According to the World Bank, Nigeria is the largest consumer of palm oil in Africa, driven by its huge population. In 2018, Nigeria was reported to have consumed c. 3.0mn metric tons (MT) of fats and oils, with palm oil accounting for 44.7% (1.3mn MT).
In the same period, production stood at 1.02mn MT, resulting in a supply shortfall of 0.32mn M T. Notably, the supply gap pointed to opportunities for local production to expand. Thus, in a bid to spur new investments, the Federal Government through the CBN included palm oil as part of items prohibited from accessing foreign exchange from the official market and disbursed about N30.0bn to oil palm farmers.
The above notwithstanding, the performance of the two listed sector players (OKOMUOIL and PRESCO) was underwhelming in H1-19, as the activities of smugglers, as well as more competitive substitutes, hurt revenue significantly. The financial performance improved in Q3-19, as the closure of land borders propped up demand for locally produced crude palm oil. However, their performance in Q4-19 failed to track Q3-19’s numbers, as both players recorded declining revenue. In total, FY-2019 revenue and profits fell year on year.

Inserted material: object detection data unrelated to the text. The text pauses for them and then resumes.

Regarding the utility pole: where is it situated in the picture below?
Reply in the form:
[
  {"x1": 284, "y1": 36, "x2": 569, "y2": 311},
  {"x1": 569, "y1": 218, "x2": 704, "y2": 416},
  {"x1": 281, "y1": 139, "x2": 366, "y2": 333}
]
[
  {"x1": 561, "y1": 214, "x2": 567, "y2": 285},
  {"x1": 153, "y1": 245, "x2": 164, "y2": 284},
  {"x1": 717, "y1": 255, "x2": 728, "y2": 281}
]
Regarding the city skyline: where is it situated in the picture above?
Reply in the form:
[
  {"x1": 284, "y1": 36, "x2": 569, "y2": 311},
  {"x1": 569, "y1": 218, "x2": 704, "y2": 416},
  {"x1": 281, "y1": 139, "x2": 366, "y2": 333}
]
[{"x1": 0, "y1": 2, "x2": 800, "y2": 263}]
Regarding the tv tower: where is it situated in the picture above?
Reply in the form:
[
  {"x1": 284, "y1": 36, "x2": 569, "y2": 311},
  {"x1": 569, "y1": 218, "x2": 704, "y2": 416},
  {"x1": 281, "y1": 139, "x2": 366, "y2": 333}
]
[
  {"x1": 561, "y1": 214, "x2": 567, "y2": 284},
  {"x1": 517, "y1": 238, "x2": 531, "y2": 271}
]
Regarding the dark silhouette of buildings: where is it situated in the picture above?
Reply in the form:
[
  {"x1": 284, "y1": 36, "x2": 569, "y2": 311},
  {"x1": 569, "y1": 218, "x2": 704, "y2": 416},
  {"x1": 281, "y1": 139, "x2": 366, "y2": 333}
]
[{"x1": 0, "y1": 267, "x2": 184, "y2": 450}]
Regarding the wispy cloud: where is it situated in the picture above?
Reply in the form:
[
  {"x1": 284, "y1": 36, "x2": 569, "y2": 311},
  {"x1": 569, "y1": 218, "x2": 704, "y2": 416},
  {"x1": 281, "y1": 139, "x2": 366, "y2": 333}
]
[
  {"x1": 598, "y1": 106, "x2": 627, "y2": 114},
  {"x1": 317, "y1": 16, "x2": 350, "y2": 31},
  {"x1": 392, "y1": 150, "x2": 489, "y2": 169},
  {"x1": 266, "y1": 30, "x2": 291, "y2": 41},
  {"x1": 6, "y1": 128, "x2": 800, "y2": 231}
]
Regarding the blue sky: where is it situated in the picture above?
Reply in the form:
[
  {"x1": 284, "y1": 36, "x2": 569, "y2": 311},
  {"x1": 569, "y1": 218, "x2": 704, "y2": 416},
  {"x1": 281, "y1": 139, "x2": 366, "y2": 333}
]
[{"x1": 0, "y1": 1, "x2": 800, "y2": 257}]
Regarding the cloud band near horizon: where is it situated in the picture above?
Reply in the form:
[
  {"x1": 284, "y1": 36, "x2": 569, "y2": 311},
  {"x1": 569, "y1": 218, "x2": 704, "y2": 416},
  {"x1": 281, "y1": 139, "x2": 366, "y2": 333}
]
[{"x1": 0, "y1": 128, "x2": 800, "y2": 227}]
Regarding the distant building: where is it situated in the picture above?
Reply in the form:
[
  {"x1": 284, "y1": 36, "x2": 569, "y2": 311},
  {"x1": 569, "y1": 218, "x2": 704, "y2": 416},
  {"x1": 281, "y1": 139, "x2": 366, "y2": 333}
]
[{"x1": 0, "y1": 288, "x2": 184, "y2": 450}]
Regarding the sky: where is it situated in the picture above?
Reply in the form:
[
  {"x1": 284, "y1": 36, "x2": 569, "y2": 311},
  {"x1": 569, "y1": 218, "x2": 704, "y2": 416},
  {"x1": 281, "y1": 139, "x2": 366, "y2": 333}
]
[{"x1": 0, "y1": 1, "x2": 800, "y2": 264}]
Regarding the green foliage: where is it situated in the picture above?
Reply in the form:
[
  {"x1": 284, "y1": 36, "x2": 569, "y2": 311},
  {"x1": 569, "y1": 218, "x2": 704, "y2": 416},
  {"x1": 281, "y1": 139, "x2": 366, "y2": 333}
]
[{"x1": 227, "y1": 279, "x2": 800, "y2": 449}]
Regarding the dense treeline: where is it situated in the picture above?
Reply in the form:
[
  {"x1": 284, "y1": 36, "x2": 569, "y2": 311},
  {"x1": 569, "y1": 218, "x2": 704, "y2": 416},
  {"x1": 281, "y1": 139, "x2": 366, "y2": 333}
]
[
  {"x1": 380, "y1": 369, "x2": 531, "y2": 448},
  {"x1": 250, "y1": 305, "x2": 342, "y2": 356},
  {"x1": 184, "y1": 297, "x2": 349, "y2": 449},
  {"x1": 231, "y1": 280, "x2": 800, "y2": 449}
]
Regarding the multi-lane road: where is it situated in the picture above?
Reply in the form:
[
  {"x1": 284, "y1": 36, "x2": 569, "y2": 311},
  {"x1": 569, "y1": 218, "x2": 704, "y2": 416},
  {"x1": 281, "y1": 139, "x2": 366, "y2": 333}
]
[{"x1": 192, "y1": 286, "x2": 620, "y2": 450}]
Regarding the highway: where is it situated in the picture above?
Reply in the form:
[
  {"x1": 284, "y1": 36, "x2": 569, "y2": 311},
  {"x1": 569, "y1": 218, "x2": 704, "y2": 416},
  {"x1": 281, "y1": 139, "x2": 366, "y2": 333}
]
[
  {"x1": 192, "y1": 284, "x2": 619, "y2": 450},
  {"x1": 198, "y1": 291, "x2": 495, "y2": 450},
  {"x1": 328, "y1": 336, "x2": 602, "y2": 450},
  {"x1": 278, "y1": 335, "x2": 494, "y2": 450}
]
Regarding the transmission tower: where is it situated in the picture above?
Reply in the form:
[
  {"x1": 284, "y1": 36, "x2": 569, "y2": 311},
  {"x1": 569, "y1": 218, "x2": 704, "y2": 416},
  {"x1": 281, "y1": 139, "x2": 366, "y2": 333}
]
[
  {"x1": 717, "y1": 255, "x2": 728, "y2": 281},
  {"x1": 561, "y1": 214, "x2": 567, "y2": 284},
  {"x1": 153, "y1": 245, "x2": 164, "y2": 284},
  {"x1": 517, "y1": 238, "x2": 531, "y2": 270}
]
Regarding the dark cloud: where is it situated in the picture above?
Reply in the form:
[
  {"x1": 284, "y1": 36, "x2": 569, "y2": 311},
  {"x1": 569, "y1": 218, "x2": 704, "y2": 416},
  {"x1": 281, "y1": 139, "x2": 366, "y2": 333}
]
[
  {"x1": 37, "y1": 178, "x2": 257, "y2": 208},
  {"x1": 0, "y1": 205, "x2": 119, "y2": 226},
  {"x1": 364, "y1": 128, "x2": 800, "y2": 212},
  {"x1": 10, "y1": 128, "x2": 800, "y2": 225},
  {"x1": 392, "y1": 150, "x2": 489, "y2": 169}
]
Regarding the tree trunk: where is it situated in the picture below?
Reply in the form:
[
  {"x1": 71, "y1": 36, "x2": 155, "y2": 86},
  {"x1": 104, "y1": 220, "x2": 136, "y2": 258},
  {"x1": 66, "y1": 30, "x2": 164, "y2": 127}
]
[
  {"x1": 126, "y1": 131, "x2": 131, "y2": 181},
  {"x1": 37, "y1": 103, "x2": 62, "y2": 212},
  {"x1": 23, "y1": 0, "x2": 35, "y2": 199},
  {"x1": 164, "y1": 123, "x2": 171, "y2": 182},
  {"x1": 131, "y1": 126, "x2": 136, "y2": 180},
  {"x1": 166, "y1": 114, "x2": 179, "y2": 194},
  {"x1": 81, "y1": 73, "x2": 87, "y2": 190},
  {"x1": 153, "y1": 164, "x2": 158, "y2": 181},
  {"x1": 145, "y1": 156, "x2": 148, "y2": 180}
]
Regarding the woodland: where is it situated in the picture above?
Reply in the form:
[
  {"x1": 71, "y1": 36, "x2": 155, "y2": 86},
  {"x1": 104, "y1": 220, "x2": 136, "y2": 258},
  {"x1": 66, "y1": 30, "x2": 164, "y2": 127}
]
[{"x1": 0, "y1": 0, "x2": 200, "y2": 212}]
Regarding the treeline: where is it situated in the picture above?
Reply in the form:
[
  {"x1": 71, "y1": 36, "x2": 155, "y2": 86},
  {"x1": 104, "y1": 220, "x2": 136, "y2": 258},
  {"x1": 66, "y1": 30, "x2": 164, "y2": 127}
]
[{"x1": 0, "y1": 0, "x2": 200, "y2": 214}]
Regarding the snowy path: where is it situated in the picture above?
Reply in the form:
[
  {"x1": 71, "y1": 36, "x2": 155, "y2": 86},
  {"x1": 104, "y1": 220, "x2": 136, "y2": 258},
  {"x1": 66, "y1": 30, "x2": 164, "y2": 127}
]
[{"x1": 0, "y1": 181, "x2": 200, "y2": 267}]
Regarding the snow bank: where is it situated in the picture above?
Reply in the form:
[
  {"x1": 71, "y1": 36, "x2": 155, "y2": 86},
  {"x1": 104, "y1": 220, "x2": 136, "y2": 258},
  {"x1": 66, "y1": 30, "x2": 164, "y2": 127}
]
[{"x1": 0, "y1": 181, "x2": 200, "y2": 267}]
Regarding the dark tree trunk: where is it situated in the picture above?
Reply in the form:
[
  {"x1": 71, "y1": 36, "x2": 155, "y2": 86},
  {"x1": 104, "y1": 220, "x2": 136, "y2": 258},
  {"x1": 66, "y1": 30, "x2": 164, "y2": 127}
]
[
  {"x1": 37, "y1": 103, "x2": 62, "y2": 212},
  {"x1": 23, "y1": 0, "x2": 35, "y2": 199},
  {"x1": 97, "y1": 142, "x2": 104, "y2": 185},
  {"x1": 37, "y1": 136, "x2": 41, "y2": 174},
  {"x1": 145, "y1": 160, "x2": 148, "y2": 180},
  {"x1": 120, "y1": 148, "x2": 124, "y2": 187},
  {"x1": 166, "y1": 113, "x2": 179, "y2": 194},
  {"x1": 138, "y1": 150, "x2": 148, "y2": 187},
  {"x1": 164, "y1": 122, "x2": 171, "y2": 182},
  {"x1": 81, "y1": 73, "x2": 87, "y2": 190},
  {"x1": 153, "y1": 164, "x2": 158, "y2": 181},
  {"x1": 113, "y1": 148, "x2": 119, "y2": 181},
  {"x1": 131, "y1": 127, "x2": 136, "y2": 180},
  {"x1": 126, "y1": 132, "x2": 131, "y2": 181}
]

Over 2020, we see a potential for upside in sales volume, especially from the domestic segment, on the back of our expectation for controls around the land borders to remain strict in 2020 and high global crude palm oil prices. However, we believe H2-20 might be a bit competitive, depending on the outcome of the kick-off of the Africa Free Trade Continental Agreement (AfCFTA) which should grant access to other players within the continent to Nigeria’s local market.